RÉACTIONS
LETTRE à COMBAT.
Combat avait reproduit,
le 11 juillet 1947, des extraits d'un article
des Izvetia du 20 juin qui voyait dans la
réédition et la traduction de Mort à crédit aux
USA une preuve de décadence. Dans le premier
paragraphe Céline était traité de " nullité
littéraire " et de " criminel fasciste ".
Hé diable ! Monsieur, je parie bien les
Dardanelles que ce jean-foutre des " Investias "

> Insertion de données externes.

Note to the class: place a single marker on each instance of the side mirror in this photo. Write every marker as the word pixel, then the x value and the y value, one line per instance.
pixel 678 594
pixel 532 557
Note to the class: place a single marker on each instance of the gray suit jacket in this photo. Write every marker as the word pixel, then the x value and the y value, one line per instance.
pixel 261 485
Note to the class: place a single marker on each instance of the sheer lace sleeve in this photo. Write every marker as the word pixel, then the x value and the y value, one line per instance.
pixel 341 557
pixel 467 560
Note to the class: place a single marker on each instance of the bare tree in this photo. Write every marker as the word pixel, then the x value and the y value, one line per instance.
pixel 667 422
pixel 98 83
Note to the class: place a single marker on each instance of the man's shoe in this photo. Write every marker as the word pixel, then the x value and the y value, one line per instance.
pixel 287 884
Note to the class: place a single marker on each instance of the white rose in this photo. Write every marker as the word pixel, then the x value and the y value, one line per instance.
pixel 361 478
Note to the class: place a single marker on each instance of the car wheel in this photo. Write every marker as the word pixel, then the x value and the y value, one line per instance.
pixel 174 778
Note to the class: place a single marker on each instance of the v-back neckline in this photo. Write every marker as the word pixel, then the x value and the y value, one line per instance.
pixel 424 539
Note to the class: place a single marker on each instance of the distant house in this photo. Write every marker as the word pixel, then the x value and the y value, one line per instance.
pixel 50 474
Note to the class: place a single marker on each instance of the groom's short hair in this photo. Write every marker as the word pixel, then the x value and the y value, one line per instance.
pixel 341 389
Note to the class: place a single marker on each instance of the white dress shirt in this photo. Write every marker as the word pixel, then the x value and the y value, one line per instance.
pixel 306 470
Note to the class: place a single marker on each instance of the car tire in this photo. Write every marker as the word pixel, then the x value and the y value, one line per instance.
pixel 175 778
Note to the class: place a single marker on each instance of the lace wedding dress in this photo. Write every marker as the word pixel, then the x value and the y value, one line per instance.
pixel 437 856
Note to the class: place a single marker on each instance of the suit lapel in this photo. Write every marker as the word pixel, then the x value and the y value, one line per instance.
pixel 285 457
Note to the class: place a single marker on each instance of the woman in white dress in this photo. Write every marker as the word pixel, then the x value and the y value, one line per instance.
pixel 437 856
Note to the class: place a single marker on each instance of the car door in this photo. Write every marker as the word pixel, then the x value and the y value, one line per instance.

(sic) n'a jamais lu un seul de mes livres ! Que
veut dire tout son cafouillage ? Qu'ai-je de
commun avec Sade, Sartre, Millner (sic) ? le
Pape ? En sait-il lui le premier mot ce damné
troufignon ? Sait-il même lire ? Je ne crois
pas. Ecrire ? Certainement non. Il bafouille des
choses, sans queues ni têtes, n'importe quoi
!... Il est payé ! Il rapproche tout,
confusionne tout, merdoye, aboye, tout est dit.
On s'écoeure à penser que de grands empires
emploient de tels crétins. En si minuscules
affaires tellement déconner !... Que ce doit-il
être dans les grandes ! J'aimerais à parler de
ces tristesses au Docteur Braun, à M. Sokoline
que j'ai bien connus... Ils seraient bien
gênés... Ces " Investias " d'abrutis
quelle tare ! Et vas-y pour l'existentialisme !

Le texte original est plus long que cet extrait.